Who are the self-employed?
Commissioned by: Citizens Advice
- Published 8th Oct 2015
- Category: Work and Pay
The labour market is changing. One of the key components of the change is the rise in the number of people who are self-employed. One in seven people now work for themselves, and the recovering strength of the labour market is in part down to the growing number of people who are self-employed. Citizens Advice now helps 30,000 people per year with self-employment issues. Existing research on this type of employment shows a mixed picture. Citizens Advice has shown that so-called bogus self-employment could affect almost half a million workers, and research from the ONS suggests that for those who do become self employed, it offers positive choice, independence and flexibility.
So who are the self-employed? And how different is the picture to a decade ago?
Citizens Advice has worked with the New Policy Institute to find out more about the growth in this diverse population. Broadly, our findings can be categorised into three themes:
● The who, what and where of self-employment;
● Income and security for the self-employed; and
● Pensions, savings and the longevity of self-employment.

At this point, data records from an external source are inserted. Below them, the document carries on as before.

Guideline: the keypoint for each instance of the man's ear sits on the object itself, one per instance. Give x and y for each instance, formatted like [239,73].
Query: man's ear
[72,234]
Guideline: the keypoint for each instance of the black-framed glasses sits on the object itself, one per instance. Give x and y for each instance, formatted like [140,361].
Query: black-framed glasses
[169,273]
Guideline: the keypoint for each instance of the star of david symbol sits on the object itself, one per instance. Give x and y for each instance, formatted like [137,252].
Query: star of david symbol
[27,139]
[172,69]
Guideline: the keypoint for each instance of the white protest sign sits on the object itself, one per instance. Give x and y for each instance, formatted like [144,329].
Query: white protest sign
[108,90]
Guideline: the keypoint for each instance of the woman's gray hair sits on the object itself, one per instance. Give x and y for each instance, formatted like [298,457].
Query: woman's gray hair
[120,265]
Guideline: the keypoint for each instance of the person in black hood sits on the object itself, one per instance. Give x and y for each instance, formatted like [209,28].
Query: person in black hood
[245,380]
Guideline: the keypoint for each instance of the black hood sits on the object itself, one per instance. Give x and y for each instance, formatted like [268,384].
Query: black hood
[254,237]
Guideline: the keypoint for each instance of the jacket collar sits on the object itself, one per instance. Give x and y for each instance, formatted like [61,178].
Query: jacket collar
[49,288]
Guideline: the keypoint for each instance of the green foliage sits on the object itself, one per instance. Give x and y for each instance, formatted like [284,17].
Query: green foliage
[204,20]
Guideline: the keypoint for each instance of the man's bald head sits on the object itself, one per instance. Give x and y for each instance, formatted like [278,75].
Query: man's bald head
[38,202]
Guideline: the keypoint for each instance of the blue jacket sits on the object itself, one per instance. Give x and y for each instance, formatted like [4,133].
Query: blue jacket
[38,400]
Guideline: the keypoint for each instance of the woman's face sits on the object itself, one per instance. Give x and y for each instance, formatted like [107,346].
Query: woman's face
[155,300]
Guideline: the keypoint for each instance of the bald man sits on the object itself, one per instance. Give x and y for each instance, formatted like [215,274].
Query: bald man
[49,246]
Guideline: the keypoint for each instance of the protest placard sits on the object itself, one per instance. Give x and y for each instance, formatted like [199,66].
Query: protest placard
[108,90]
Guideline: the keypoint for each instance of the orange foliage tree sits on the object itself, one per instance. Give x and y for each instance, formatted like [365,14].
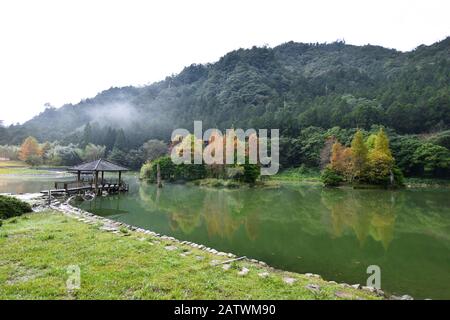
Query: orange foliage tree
[29,148]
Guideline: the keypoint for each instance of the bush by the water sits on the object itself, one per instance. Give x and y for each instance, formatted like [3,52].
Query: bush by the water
[11,207]
[248,173]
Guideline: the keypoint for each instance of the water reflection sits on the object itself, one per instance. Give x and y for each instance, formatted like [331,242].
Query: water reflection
[336,233]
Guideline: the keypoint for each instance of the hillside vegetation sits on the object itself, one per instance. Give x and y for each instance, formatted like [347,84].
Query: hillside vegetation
[308,91]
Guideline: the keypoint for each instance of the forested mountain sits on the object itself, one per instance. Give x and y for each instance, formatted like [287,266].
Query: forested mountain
[291,86]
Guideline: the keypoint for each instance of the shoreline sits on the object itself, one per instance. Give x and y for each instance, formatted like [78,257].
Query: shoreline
[40,204]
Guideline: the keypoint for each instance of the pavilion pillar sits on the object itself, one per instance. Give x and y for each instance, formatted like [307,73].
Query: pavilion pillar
[96,182]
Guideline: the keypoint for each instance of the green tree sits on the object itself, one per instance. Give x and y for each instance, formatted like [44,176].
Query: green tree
[121,141]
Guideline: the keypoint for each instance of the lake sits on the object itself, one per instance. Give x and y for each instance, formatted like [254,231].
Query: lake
[336,233]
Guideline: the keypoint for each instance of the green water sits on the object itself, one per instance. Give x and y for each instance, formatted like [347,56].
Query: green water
[335,233]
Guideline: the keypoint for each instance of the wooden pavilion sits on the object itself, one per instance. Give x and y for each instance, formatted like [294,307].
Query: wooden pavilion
[91,177]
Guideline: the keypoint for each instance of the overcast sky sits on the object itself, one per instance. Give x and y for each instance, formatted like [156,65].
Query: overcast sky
[61,51]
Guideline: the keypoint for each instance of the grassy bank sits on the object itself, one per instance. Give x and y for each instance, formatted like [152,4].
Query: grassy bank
[36,249]
[298,175]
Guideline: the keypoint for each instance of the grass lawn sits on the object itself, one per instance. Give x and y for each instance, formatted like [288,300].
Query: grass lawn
[37,248]
[12,163]
[298,175]
[19,167]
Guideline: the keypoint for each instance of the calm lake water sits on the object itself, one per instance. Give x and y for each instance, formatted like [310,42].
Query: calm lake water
[335,233]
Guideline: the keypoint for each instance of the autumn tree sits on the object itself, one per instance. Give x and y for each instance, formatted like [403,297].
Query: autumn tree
[380,161]
[359,155]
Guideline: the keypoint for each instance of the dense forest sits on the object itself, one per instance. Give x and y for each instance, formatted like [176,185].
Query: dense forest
[309,91]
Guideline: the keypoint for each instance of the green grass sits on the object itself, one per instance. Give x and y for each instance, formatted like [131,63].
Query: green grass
[12,163]
[300,174]
[427,182]
[19,168]
[37,249]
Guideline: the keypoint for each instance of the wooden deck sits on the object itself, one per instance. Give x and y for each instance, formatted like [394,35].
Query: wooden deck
[74,187]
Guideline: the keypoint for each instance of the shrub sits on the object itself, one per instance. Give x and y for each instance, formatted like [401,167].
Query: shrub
[11,207]
[331,178]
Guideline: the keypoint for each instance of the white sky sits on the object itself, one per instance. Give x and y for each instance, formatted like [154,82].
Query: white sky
[61,51]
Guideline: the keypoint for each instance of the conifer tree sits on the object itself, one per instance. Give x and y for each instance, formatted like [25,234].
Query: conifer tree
[359,155]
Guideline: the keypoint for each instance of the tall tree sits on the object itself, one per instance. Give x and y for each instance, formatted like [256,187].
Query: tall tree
[121,140]
[382,143]
[29,148]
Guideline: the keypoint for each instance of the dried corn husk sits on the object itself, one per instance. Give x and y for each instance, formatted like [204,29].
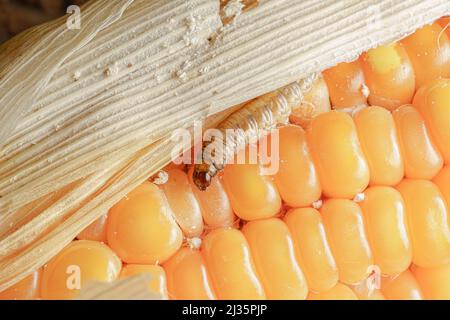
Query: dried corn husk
[86,115]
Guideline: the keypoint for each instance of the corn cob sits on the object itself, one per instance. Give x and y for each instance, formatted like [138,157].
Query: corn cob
[269,254]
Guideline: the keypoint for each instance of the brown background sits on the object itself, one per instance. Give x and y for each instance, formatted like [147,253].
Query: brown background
[18,15]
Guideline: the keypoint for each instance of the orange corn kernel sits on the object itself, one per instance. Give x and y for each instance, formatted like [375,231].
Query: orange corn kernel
[389,75]
[432,101]
[141,228]
[187,277]
[296,179]
[345,229]
[434,282]
[157,283]
[421,157]
[378,138]
[401,287]
[312,249]
[386,226]
[214,202]
[442,180]
[184,205]
[230,265]
[252,195]
[426,213]
[315,102]
[78,263]
[338,158]
[429,51]
[338,292]
[26,289]
[444,22]
[346,85]
[96,231]
[272,250]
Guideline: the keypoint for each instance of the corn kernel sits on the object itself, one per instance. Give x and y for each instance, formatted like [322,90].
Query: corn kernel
[379,142]
[432,101]
[389,75]
[384,216]
[346,85]
[426,213]
[187,276]
[184,205]
[296,179]
[338,292]
[157,283]
[77,264]
[252,195]
[434,282]
[421,157]
[272,250]
[230,265]
[214,202]
[429,51]
[337,155]
[312,249]
[401,287]
[345,229]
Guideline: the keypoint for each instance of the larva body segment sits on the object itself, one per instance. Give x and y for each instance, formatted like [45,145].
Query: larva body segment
[248,124]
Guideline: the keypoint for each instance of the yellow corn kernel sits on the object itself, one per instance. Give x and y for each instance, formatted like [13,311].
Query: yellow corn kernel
[401,287]
[216,208]
[389,75]
[272,250]
[312,249]
[421,157]
[77,264]
[442,180]
[296,179]
[426,213]
[363,292]
[386,226]
[434,282]
[157,283]
[252,195]
[315,102]
[184,205]
[230,265]
[338,158]
[141,228]
[187,276]
[338,292]
[345,229]
[432,102]
[346,85]
[378,138]
[429,51]
[26,289]
[444,22]
[96,231]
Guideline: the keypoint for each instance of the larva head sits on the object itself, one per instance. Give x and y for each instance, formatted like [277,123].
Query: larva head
[202,176]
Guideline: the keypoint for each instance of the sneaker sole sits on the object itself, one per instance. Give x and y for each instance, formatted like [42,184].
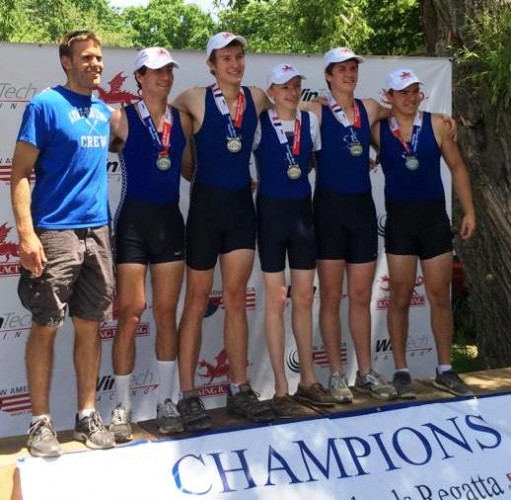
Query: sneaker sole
[375,395]
[80,436]
[449,390]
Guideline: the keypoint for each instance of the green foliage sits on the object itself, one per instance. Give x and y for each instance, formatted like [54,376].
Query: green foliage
[490,56]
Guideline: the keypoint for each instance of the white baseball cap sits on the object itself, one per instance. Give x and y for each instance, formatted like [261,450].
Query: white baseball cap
[340,54]
[154,58]
[221,40]
[399,79]
[282,73]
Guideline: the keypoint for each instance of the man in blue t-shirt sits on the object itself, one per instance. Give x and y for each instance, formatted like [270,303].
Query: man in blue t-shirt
[64,241]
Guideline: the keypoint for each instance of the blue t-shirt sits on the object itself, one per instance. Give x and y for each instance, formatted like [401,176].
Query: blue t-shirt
[142,179]
[216,166]
[71,132]
[337,170]
[411,186]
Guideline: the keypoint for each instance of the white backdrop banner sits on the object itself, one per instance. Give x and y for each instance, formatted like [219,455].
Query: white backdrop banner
[438,451]
[28,69]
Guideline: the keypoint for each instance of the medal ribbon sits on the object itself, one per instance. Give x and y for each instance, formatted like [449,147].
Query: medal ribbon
[279,129]
[221,104]
[162,144]
[411,148]
[341,117]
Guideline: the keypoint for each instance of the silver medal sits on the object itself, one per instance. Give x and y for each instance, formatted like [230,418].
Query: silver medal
[356,149]
[412,163]
[163,162]
[294,172]
[234,144]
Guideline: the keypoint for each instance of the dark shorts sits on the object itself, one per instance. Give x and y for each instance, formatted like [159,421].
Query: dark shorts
[421,229]
[149,234]
[219,221]
[346,226]
[78,274]
[285,227]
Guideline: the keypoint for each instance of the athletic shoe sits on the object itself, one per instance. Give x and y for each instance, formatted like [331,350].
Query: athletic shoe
[339,390]
[91,431]
[193,414]
[168,418]
[286,407]
[315,395]
[245,405]
[120,424]
[375,385]
[42,439]
[451,382]
[402,382]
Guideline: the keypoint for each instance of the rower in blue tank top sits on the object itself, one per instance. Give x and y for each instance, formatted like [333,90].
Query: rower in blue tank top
[283,146]
[411,144]
[221,225]
[345,222]
[151,138]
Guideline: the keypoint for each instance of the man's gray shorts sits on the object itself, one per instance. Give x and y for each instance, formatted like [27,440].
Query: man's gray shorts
[78,274]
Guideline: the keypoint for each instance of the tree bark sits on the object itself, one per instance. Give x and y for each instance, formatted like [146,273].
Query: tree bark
[485,142]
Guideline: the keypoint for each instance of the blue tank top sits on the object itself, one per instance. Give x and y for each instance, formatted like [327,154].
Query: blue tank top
[216,166]
[337,169]
[403,185]
[272,164]
[142,179]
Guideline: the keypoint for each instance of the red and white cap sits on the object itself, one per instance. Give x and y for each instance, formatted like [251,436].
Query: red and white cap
[154,58]
[399,79]
[221,40]
[340,54]
[282,73]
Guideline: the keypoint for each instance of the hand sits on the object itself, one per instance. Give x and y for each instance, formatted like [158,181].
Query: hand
[468,226]
[32,256]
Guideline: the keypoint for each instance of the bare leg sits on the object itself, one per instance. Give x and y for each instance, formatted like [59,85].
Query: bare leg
[87,352]
[131,302]
[236,268]
[198,288]
[360,281]
[437,281]
[301,296]
[331,275]
[39,365]
[402,273]
[275,300]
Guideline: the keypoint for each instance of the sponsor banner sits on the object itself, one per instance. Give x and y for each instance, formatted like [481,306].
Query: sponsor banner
[28,69]
[448,450]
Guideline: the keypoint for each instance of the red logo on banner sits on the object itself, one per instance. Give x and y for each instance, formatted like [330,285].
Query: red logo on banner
[116,95]
[9,256]
[16,403]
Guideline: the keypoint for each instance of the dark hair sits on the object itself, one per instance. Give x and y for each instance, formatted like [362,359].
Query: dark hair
[330,67]
[140,71]
[67,41]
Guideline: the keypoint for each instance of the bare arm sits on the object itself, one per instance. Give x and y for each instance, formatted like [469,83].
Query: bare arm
[460,176]
[31,250]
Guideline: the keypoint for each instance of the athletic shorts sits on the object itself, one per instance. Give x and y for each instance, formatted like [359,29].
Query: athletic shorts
[219,221]
[149,234]
[285,226]
[78,274]
[421,229]
[346,226]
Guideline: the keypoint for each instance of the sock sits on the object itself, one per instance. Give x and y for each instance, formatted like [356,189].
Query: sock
[167,376]
[443,368]
[86,412]
[35,418]
[122,386]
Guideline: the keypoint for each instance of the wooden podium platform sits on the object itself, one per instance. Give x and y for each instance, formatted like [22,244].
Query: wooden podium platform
[13,448]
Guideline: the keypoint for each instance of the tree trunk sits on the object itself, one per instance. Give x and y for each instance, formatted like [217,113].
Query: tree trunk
[484,139]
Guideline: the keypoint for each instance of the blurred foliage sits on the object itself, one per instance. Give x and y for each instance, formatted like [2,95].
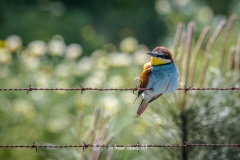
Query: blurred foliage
[94,23]
[103,44]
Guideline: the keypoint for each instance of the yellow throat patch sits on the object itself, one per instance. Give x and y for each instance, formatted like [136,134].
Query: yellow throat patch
[157,61]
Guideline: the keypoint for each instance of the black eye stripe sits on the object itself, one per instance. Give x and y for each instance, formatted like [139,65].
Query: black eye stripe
[164,56]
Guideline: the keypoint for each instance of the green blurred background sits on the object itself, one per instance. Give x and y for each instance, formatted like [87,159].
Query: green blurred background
[102,44]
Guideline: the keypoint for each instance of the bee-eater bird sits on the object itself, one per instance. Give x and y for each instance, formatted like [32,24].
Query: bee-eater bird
[160,74]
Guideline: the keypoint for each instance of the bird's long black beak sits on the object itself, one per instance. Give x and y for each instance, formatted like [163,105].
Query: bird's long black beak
[153,54]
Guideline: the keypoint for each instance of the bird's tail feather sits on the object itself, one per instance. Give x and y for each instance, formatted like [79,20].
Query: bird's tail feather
[142,107]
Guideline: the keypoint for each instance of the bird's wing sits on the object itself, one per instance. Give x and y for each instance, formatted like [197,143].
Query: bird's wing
[155,97]
[144,77]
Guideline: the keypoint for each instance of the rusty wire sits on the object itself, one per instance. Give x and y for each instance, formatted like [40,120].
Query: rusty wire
[116,146]
[185,88]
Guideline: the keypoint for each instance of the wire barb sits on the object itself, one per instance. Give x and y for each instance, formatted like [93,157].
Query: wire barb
[85,146]
[82,89]
[186,89]
[31,89]
[34,146]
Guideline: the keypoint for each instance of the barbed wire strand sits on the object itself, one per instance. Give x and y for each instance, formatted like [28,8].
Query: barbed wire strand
[139,146]
[82,89]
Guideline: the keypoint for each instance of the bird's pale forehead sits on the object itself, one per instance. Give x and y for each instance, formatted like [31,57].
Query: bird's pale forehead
[161,49]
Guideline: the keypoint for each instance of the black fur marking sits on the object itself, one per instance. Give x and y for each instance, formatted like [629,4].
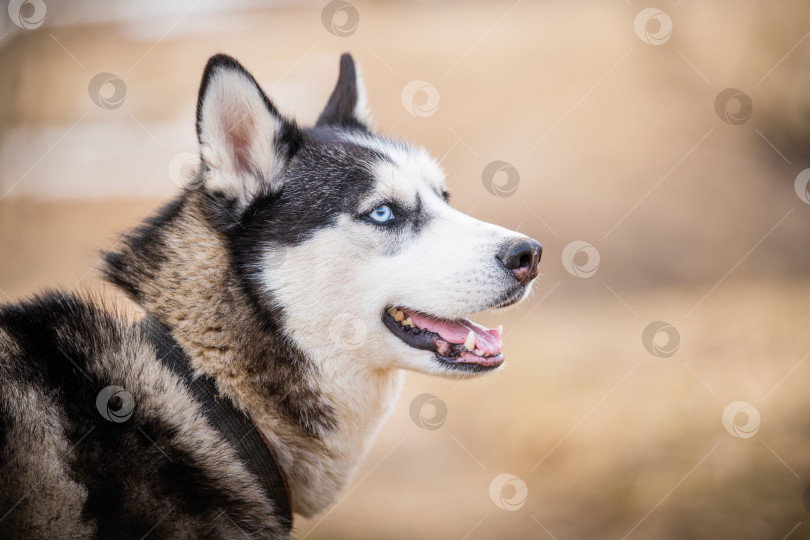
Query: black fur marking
[129,273]
[62,340]
[341,109]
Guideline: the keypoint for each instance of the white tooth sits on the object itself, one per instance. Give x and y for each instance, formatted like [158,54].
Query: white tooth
[469,343]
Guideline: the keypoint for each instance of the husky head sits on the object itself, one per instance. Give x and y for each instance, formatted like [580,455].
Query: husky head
[349,237]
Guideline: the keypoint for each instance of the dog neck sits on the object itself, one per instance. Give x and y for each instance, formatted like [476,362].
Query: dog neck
[319,416]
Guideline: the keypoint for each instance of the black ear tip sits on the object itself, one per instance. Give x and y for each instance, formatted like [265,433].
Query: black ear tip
[222,61]
[346,62]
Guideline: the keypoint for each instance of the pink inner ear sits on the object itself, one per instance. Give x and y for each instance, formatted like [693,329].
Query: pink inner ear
[239,129]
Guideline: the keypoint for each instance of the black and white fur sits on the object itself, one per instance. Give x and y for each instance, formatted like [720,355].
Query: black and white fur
[255,270]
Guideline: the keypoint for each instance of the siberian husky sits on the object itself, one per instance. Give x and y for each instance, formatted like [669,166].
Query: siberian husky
[286,290]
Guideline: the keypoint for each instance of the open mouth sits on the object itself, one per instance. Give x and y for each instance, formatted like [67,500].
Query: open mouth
[461,344]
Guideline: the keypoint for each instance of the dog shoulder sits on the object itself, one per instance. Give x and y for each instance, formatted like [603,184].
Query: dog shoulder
[93,426]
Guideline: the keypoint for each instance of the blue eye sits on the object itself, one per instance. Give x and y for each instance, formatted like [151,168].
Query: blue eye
[382,214]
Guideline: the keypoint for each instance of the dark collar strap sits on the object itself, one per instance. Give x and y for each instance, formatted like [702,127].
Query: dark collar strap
[234,425]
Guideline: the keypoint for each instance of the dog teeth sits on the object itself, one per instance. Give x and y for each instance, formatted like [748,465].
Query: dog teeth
[469,343]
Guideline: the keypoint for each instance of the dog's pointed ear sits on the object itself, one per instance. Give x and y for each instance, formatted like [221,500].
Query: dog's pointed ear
[347,105]
[244,141]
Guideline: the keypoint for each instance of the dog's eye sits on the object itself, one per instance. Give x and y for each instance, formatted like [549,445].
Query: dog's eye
[382,214]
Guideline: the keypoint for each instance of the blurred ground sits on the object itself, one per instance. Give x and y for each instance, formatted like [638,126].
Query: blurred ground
[617,143]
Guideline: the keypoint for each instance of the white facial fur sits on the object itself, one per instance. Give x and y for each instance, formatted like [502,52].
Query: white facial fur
[335,286]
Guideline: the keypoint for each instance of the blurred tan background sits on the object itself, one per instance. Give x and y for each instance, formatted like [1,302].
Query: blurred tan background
[611,120]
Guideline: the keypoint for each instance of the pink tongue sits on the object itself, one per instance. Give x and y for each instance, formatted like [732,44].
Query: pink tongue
[487,340]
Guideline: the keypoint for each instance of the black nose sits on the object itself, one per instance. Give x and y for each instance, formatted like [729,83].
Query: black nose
[522,256]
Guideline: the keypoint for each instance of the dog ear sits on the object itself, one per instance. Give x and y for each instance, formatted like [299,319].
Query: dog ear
[244,141]
[347,105]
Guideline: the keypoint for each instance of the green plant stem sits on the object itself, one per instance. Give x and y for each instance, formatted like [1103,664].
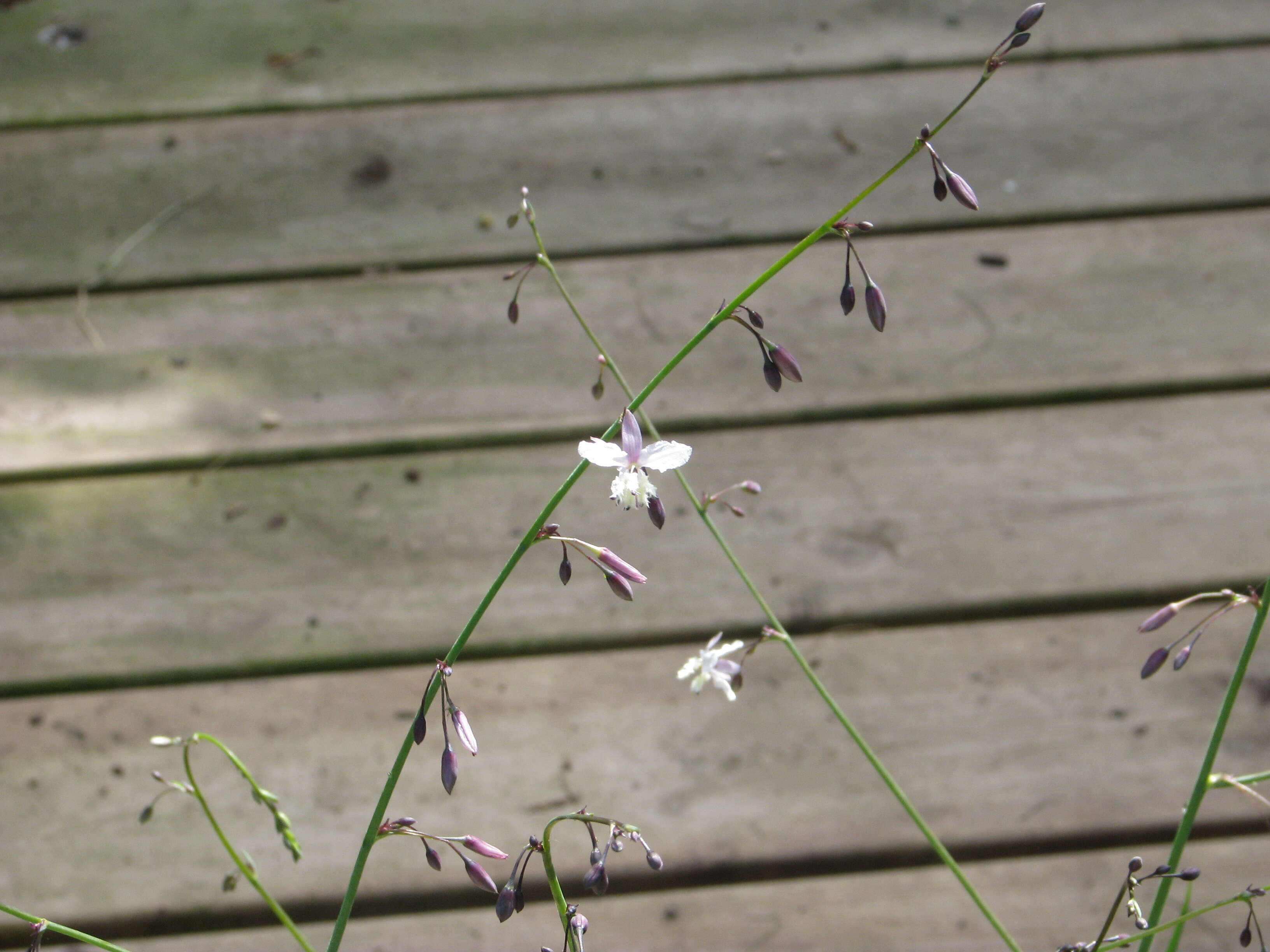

Summary and policy implications
Our research shows that the self-employed are not a homogenous group, and as this population has grown there is now even greater diversity in terms of age, gender, type of industry and financial well-being than a decade ago. And pertinently for policy makers, being self-employed today means that you are more likely to have a low income, to be a lone parent, to be a private renter and to have part-time hours of work than 10 years ago. In short, self-employment is more likely than a decade ago to come with insecurity.
Most significantly we found that a very small proportion of self-employed people are paying into a pension scheme, despite the fact that people are remaining self-employed for longer, and more older people are now working for themselves. This can put those at the lower end of the labour market at a disadvantage. Lower pension savings and a considerably lower average income for those who are self-employed mean that financial security and well-being can be at risk. Policy makers should carefully consider the implications of growing self-employment in this context. The introduction of auto-enrolment for workplace pensions has improved levels of saving among employees, and an equivalent offer to support saving among the self-employed is one option to address this which deserves consideration.
The extent to which self-employment has grown and changed in the last decade gives us confidence in saying that it will remain a permanent fixture of the UK labour market. The UK’s major political parties have recognised the need to support this group. The Government's review into the support for self-employed people is timely, and policy makers should continue to carefully consider the implications of the growth and variance of self-employment and the continuing impact that this will have, especially on financial security and pensions.